Starring: Sam Elliott, Tom Conti, Kate Capshaw
Director: Robert Day
Released: 1987
Mood: If you’re a huge Sam Elliott fan and just want to gaze longingly at him for 91 minutes without having to actually concentrate on a plot or dialogue.
It’s a sad, sad day when a diehard Sam Elliott fan realizes that her Western review website only features four Sam Elliott movies!
I f*cking adore Sam Elliott. I’ve thought he was the epitome of Western-leading manly perfection since I was a kid. My mom showed me Roadhouse, and then Tombstone came out, and that was it. Cue lifelong obsession with that gruff voice and glorious moustache.
Seriously. This is one of my bookshelves:
Yesterday was the perfect day for Western-watching. I didn’t have weekend work, which almost never happens. And despite it being a rare sunny day in this bullshit June-u-ary, I’d just had a morning round of laser tattoo removal and needed to stay indoors. That was when I realized this site has been lacking in Sam Elliott, and so I threw on The Quick and the Dead.
I was 99% sure I’d never seen it – but I was wrong. Turns out it’s just really, really forgettable.
The Quick and the Dead is an HBO made-for-TV movie, based on the 1973 novel by Louis L’Amour. And let me tell you, there is NOTHING quick about it.
It takes place in 1876, in the Wyoming Territory. The McKaskel family has come west to start a new life at a house built for them by the brother of Susanna (Kate Capshaw). But a gang of ruffians led by Doc Shabbit (Matt Clark) takes a shine to their horses and wagon, and decides to make trouble.

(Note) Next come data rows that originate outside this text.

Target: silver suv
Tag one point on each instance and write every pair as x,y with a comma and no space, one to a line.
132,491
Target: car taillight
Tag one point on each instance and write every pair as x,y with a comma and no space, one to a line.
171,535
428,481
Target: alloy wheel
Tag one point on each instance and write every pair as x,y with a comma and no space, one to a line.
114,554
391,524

Lucky for them, Con Vallian (Sam Elliott) is passing through and witnesses the initial horse theft. He gets a crush on Mrs. McKaskel, much to the annoyance of her husband (Tom Conti), and ends up protecting the family and helping them defend their belongings while they continue their journey.
The problem with The Quick and the Dead is that in typical L’Amour fashion, you’re dropped right into the ‘action’ and you don’t get all the backstory that would establish feelings toward the characters. His novels are generally under 200 pages, and get right down to business. They’re meant to be bite-sized snacks that give you a Western thrill, but don’t make you think too hard or demand too much of your time.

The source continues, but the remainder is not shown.